A la suite de ces témoignages, alors que j'envisageais votre licenciement vous avez tout mis en 'uvre pour me convaincre de la nécessité de poursuivre la relation de travail.
Notamment, après une longue discussion de plus de trois heures le 29 octobre 2018, discussion à laquelle je vous rappelais à l'ordre sur votre comportement par mail du 24 octobre, vous n'avez cessé de me faire part de la grande amitié que vous ressentiez toujours à mon égard, laquelle nous liait depuis plus de dix ans. Également, vous m'assuriez que les dérives que vous avez reconnues de votre comportement étaient liées à votre engagement excessif dans ce projet en raison de votre détermination à réussir.
Vous m'aviez alors totalement convaincue qu'à l'issue de cet entretien, notre relation tant professionnelle que personnelle était redevenue saine et repartait sur de bonnes bases avec l'engagement que ces dérives ne se reproduiraient plus. Or, vous m'aviez une fois de plus manipulée.
Ainsi à peine huit jours après cette discussion, dès le 6 novembre vous contestiez à nouveau mes actions et refusiez de vous soumettre à votre hiérarchie pour vous rendre à un meeting fixé le 19 novembre.
En fin de compte, il apparaît que depuis votre embauche, vous vous êtes comporté comme si vous étiez président de la société.
Vous avez très vite exprimé et manifesté un refus catégorique de vous soumettre à mon autorité et à certaines de mes directives.
Ce comportement s'est aggravé à compter de janvier 2018, date à partir de laquelle ont démarré les travaux visant à faire aboutir le projet de la marque innovante Oz-Bijoux. Là vous m'avez exclu d'un très grand nombre de décisions stratégiques essentielles et de l'ensemble de vos contacts professionnels que vous vous vantiez d'avoir .

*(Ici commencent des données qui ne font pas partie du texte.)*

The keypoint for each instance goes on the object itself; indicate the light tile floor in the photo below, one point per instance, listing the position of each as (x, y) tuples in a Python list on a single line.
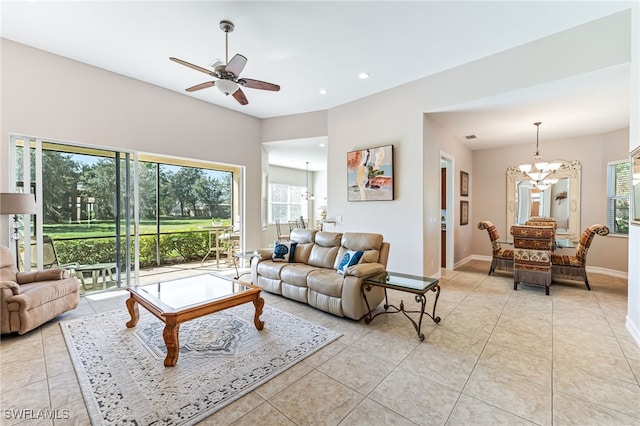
[(498, 356)]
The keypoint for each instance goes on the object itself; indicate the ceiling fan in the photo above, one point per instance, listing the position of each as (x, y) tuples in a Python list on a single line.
[(229, 81)]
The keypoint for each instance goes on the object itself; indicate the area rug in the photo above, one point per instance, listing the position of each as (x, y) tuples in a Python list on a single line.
[(222, 357)]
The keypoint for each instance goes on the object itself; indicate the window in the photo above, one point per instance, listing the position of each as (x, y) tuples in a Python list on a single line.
[(286, 202), (618, 197)]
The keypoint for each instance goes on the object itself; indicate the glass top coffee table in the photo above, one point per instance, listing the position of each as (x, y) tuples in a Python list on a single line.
[(416, 285), (184, 299)]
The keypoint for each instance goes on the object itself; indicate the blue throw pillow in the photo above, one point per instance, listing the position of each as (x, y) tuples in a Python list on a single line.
[(284, 252), (350, 258)]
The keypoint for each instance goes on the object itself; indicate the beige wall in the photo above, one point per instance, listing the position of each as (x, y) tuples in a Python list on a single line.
[(48, 96), (593, 152)]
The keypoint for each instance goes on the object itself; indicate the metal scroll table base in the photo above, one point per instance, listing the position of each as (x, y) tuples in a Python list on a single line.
[(419, 298)]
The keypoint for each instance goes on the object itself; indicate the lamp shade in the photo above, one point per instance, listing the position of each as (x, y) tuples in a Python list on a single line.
[(13, 203)]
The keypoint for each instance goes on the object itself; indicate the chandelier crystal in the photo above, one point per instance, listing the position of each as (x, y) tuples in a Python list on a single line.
[(307, 195), (539, 172)]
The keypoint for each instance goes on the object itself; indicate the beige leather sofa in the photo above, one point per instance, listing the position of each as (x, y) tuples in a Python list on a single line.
[(312, 277), (29, 299)]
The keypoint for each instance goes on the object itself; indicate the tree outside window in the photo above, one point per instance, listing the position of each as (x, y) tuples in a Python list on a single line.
[(618, 183)]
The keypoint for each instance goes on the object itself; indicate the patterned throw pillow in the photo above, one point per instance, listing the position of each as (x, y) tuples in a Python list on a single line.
[(350, 258), (284, 252)]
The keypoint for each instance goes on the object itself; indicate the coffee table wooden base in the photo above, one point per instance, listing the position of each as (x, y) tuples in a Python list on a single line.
[(172, 320)]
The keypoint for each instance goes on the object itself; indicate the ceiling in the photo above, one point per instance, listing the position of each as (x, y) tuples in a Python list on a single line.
[(305, 46)]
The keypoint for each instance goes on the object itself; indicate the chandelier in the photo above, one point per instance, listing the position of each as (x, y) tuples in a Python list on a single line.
[(307, 195), (539, 172)]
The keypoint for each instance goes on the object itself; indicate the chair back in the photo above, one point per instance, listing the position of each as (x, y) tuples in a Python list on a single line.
[(493, 235), (532, 247), (586, 238), (296, 224), (280, 236)]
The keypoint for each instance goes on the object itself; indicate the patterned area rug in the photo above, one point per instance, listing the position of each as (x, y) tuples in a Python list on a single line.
[(222, 357)]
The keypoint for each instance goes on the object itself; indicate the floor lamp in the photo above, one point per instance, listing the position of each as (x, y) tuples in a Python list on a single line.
[(15, 204)]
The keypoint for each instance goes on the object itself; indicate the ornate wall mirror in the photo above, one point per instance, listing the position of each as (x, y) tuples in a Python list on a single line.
[(560, 201)]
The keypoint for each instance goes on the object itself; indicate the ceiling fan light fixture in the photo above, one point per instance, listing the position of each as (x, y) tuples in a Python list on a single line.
[(227, 87)]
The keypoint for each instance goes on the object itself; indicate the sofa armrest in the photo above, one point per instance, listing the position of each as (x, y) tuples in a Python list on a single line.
[(9, 286), (364, 270), (46, 275), (263, 254)]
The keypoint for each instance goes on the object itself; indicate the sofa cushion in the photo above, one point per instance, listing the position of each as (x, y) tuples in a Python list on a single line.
[(370, 244), (326, 281), (284, 252), (323, 253), (270, 269), (304, 238), (296, 274), (350, 258)]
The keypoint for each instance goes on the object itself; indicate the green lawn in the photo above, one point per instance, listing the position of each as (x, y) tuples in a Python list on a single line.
[(107, 229)]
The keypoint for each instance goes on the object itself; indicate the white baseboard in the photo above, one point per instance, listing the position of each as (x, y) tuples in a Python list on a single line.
[(633, 330)]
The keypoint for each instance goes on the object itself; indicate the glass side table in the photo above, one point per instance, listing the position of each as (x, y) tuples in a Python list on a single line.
[(419, 286)]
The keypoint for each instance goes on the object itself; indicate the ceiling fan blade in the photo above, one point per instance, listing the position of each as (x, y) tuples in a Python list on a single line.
[(236, 65), (257, 84), (240, 97), (195, 67), (201, 86)]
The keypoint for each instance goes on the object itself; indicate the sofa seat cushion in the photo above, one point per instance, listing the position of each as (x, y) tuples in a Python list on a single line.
[(270, 269), (296, 274), (326, 281), (40, 293)]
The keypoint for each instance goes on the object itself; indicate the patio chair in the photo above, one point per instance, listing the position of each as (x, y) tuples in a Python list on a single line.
[(501, 259), (49, 256), (575, 267), (295, 224), (84, 272)]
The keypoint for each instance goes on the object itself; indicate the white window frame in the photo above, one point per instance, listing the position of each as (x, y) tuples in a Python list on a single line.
[(292, 201), (612, 197)]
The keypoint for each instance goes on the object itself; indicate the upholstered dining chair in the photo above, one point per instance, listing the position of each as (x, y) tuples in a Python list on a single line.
[(575, 267), (502, 259), (542, 221), (532, 247)]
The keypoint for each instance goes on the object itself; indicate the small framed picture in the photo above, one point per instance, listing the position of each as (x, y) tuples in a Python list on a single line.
[(464, 184), (464, 212)]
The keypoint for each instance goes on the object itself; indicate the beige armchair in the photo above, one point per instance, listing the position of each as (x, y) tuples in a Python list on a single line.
[(29, 299)]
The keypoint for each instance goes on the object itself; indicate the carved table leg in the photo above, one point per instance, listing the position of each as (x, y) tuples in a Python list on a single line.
[(258, 302), (170, 335), (132, 307)]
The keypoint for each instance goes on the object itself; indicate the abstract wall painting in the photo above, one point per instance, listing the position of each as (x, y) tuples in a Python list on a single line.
[(370, 174)]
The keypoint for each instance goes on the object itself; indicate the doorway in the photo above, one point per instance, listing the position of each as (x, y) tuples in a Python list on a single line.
[(447, 209)]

Les rapports de force étaient alors constants
Vous n'avez alors pas hésité à vous comporter à l'intérieur et à l'extérieur de l'entreprise comme le seul représentant et dirigeant de la société.
Dans son mail du 18 mars 2018, M. [ZO] [U] vous reprochait effectivement de vous comporter comme le président de Meetphone, ce que vous n'étiez pas. Ainsi, vous vous adressiez à moi de façon inappropriée malgré mon statut de supérieure hiérarchique.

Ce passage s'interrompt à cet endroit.